Pero las trabas que se han encontrado primero en Bélgica y ahora también -la verdad es que de modo sorpresivo para los españoles- en Alemania, no son otra cosa más que la demostración de que la idea de Europa va por caminos titubeantes.
El estado de Schleswig-Holstein proviene de la unión de los dos ducados que en algún tiempo anterior pertenecieron a Dinamarca e incluso llegaron a constituir un reino integrado en Prusia; en 1920 hubo allí un plebiscito en el que la mayor parte de los ciudadanos del norte dijeron preferir su pertenencia a Dinamarca. Se ha hablado de las presiones, incluso por parte de la prensa, que pudiera haber sentido el juez alemán que lleva el caso Puigdemont y, por lo que vemos, no parece que Baviera sea el único Lander alemán en el que pueda haber reivindicaciones nacionalistas, una Alemania unida que existe como tal solo desde 1.871 (y que aun perdería parte de sus territorios tras el tratado de Versalles).
Las declaraciones de la Ministra de Justicia alemana, Katarina Barley, a quien habría que preguntarle qué pensaría si ocurriesen hechos similares en un Lander, no hacen más que confirmar nuestra convicción.
Se supone que la pertenencia a la UE se basa en que todos los países miembros han demostrado su credibilidad como estados democráticos de derecho homologados, en donde sus leyes y sus sistemas judiciales son perfectamente fiables y garantistas. Si alguno no se ajustase a los cánones requeridos -como aparenta ser el caso de Turquía- no debería ser admitido en el club, pero todos los integrantes deberían depositar su confianza en la credibilidad de los ya admitidos.

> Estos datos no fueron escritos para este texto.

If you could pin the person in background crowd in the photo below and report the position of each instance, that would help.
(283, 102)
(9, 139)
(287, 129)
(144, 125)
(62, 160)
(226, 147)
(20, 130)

Y si los europeos ni siquiera hemos sido capaces de dejar claramente fijados los términos de una Euroorden que posibilite la inmediata extradición de los delincuentes, si no somos capaces de promulgar una Constitución europea que satisfaga a todos, si el Reino Unido no ha encontrado razones para permanecer en el seno de la UE, si hay partidos antieuropeístas votados por mucha gente, si el Segundo Pilar de la UE o Política Europea de Seguridad Común y Defensa (PESC) ha resultado irrelevante, si la UE dispone de un Parlamento compuesto por 751 miembros que solo sirve para legislar sobre no se sabe qué o para sostener ridículas discusiones ideológicas y si cada estado solo es capaz de pensar en sus propios intereses, por mucho Shengen y por mucha unidad monetaria que exista, lo que Schuman, Monet, De Gasperi, Pineau, Adenauer y otros ideólogos de la Unión Europea o la Europa Unida esperaban, tiene un futuro más que incierto.